Plenty of marriages end in tears, says Joseph Bullmore in Air Mail. But it’s not a great sign when a union begins with them. In 2011, the three-day wedding of Prince Albert of Monaco was overshadowed by the “damp eyes” of his bride, Charlene Wittstock, over rumours of a love child. That was another on top of the two already bestowed upon him by an American waitress and a French-Togolese flight attendant. Days before the wedding, Charlene reportedly tried to escape back to her native South Africa but was intercepted and returned to the palace – and her Armani Privé wedding dress adorned with 40,000 Swarovski crystals – by palace officials. “The moment I met Albert,” she once told Tatler, “I knew he was ‘the one’.” The happy couple spent the first few days of their honeymoon in separate hotels, 10 miles apart.

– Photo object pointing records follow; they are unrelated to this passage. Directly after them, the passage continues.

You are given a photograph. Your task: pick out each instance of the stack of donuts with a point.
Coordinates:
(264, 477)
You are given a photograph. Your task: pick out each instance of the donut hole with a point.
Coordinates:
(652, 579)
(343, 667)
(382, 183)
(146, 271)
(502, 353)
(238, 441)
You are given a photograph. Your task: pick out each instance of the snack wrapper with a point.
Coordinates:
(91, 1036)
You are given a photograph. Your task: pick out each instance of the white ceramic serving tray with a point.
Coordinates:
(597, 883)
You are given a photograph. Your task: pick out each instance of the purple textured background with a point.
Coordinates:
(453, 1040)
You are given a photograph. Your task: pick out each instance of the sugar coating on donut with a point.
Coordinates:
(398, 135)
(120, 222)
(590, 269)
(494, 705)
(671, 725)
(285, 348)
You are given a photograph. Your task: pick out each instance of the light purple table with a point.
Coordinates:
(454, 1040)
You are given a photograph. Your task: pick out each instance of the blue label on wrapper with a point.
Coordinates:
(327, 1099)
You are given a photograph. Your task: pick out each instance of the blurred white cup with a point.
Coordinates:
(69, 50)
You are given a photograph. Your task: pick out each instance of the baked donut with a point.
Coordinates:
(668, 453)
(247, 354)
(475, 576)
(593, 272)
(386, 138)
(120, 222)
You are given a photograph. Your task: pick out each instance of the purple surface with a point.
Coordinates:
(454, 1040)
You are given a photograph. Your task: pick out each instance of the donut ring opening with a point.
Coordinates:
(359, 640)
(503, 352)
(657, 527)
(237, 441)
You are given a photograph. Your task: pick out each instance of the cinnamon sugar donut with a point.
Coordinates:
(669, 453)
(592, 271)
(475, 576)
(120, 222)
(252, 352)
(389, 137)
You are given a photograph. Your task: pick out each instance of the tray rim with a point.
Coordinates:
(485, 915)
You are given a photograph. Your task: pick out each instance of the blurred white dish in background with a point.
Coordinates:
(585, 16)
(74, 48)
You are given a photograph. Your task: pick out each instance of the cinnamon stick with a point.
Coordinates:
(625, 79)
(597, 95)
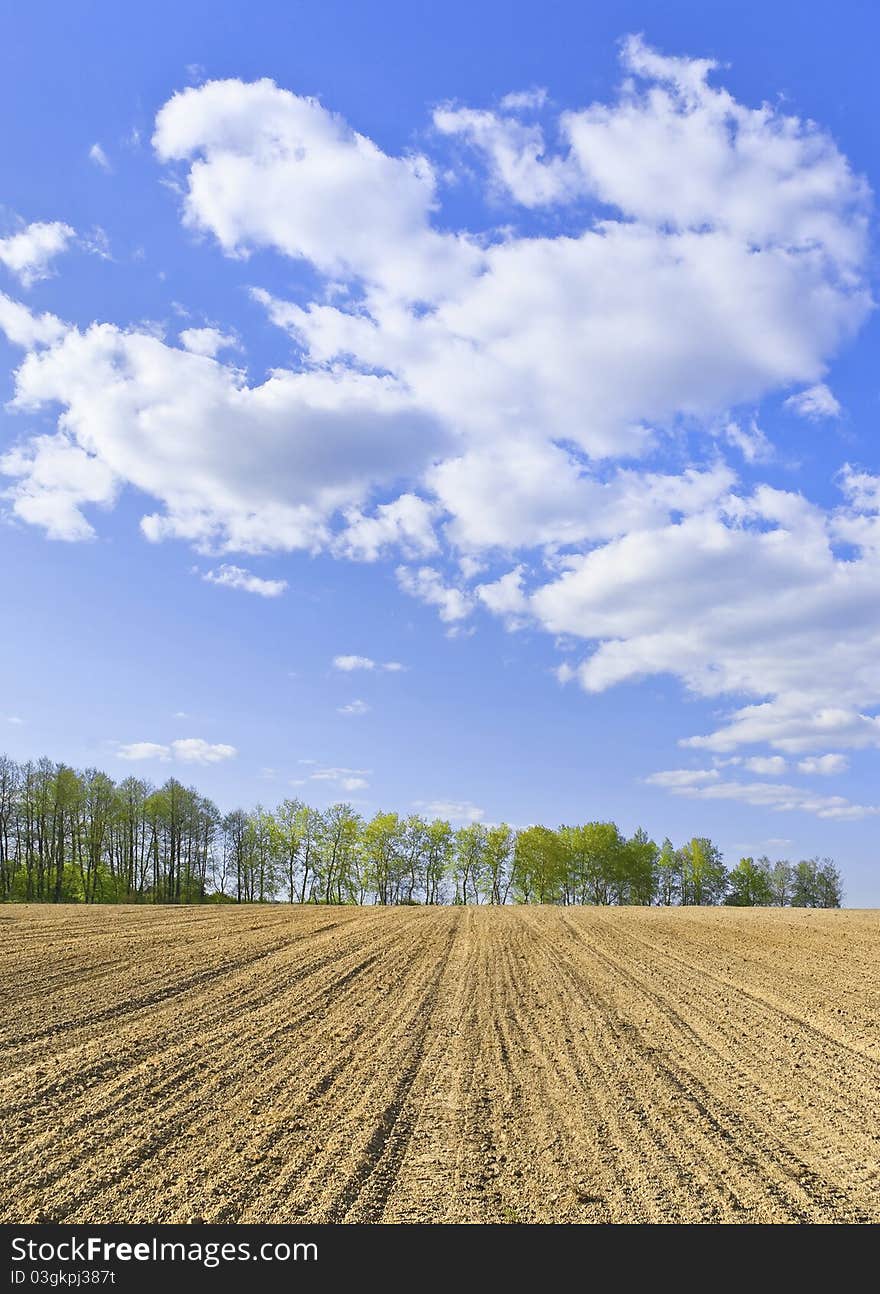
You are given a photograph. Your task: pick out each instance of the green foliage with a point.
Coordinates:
(748, 885)
(77, 837)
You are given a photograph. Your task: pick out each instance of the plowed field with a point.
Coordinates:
(439, 1065)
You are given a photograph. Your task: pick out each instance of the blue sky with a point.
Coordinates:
(480, 340)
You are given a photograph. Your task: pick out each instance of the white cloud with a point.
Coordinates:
(762, 795)
(405, 524)
(237, 577)
(356, 707)
(524, 100)
(815, 403)
(207, 340)
(766, 765)
(350, 663)
(825, 765)
(193, 749)
(144, 751)
(426, 584)
(461, 392)
(190, 749)
(236, 467)
(453, 810)
(682, 779)
(751, 441)
(25, 329)
(746, 598)
(100, 158)
(505, 597)
(30, 252)
(350, 779)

In May this year, Charlene flew home to South Africa without her husband or two children. She has not set foot in Monaco since. It’s reported she’s unable to fly back because of health problems, but “court chitter-chatter” has turned to the infamous “Grimaldi curse”, said to deny any member of that dynasty a happy marriage. The past century has seen brutal divorces, a fatal speedboat accident, affairs with bodyguards, elephant trainers and circus acrobats – and the cliff-edge car crash that killed Prince Albert’s mother, Grace Kelly.
Albert, keen to quash whispers of a split, briefly flew out to South Africa with their children at the end of August to play happy families for the cameras. But the “strained cheek-to-cheek portraits” have all the warmth of a “disgraced, pie-fingered politician” embracing his long-suffering wife. AA Gill once described Monaco as “a waiting room for purgatory”. For Charlene, it was a “sunlounger in hell”.